Roman, Locke’un çağrışım ve ‘digressive’ (konudan sapma) teorisini birleştirir. Locke’un çağrışım teorisiyle, Toby Amca yanlış yaptığında onun düşüncelerini orduyla ilişkilendirir.
Boş zaman beygiri, aslen kişinin yaptığı tüm çağrışımların çekirdeğini oluşturan belirli bir fikre kafayı takmak anlamına gelir. Babası Walter Shandy, yanlışlıkla Tristram olarak yazılan ve Fransızca triste (hüzünlü) sözcüğünden türetilen bu ismi hiç sevmez.
Shandy ailesindeki son dört torun kısa ve düz burunludurlar. Özellikle Tristram’ın babası Walter Shandy, düz burun fikrine takıntılı hale gelir. Bu durum boş zaman beygirinin başka bir versiyonudur. Fiziksel travmalardan kaynaklanan takıntıları nedeniyle nesnel dünyayı algılamaktan kaçınırlar. Bu noktada karakterler, etraflarındaki diğer şeylere karşı dikkatsizdir. Bu durum da romandaki komik unsur olan yanlış anlamaları yaratır. Ayrıca Sterne kelime oyunlarına sık sık yer verir.
Okura Sesleniş
Okurla sohbet eder gibi yazılan yerler beni özellikle etkiledi. Sterne roman boyunca okuyucularına sık sık “Sayın Yargıçlar, Saygıdeğerler, Leydim, Lordum” diye hitap ederek okuru romanın kurgusunu oluşturmaya davet eder. Örneğin 3. ciltte Tristram, Bayan Wadman’dan bahsettiğinde, okuyucuların kendi hayal güçlerini kullanarak Bayan Wadman’ı çizmeleri için boş bir sayfa bırakır. Ayrıca Parson Yorick’in ölümünden bahsettiği bölümdeki gibi siyah sayfalardan ve konu dışı konuşma tarzını aktarmaya yardımcı olması için romanın her sayfasında öne çıkan aşırı çizgi kullanımından yararlanır. Her tire ile aklına gelen farklı bir düşünceye işaret eder.
Kitap Notlarından
Dokuz kitabın her birinin sonunda yer alan açıklama notları da oldukça keyifli ve bilgilendiriciydi. Bazı örnekler verirsek:
 Pencere Vergisi: İngiltere’de 18. yüzyıl boyunca evinin pencere sayısına ve türüne göre halktan alınmış bir vergidir.
 Dr.
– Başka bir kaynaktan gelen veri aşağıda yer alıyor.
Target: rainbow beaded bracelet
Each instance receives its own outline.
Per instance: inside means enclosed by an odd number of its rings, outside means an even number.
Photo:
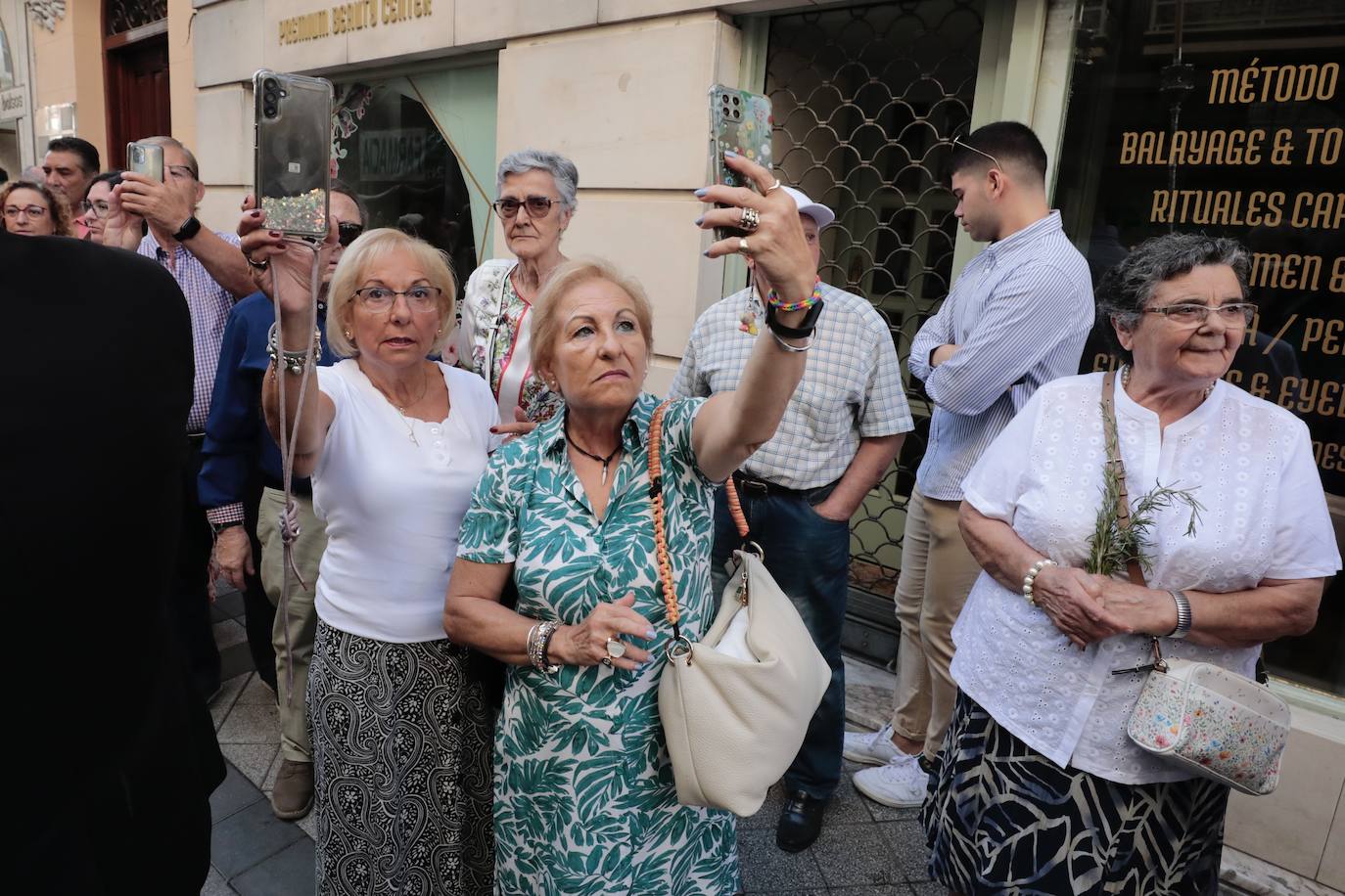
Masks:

James Mackenzier: James Mackenzie (?1680 – 1761). Fizikçi, Sağlığın ve Onu Koruma Sanatının Tarihi‘nin yazarı (1758). Yapıtında korkunun, üzüntünün ve benzeri duyguların sindirim sistemini olumsuz etkilediğinden söz eder.
 Dunkirk’ün Düşüşü: Dunkirk Kalesi’nin yıkılması, Utrecht anlaşmasının koşullarından biridir. 1713’de kısmen uygulanmıştır. Burada söz edilişi Toby amcanın askeri harekâtının romanın zaman şemasında oynadığı birleştirici ve bilgilendirici rolün bir göstergesidir.
Vaaz: Pek çok hayranı arasında Voltaire’in de bulunduğu bu vaaz, Sterne’in kendisi tarafından ilk kez 29 Temmuz 1750’de, York Papazı olarak atandığında verilmiş, aynı yıl yayımlanmıştır.
 Reynolds: Sir Joshua Reynolds (1723-1792); zamanının en tanınmış portre ressamlarından. Sterne’in üç kez portresini yapmış, 1768’de yaptığı son portre Sterne’in ölümü nedeniyle yarım kalmıştı.
 Kuşatma: İngilizcede “kuşatma” demek olan siege sözcüğü aynı zamanda “hela”, “vücuttan dışarı atma” ve “anüs” anlamlarına gelir.
 Nil Nehri: Eski çağlarda Nil’in ılık çamurlarından insanın “kendiliğinden ürediğine” inanılırdı.
 Karaciğer: Eskilerin inancına göre aşkın ve derin tutkuların yatağı karaciğerdir.
Çağının çok ötesinde düşünen vaiz Sterne’in bu eseri hakkında James Boswell’in 1760 baharında yazdığı gibi “Okumamış olan var mı Tristram Shandy’yi? Böyle kötü yetişmiş ölümlü olabilir mi?”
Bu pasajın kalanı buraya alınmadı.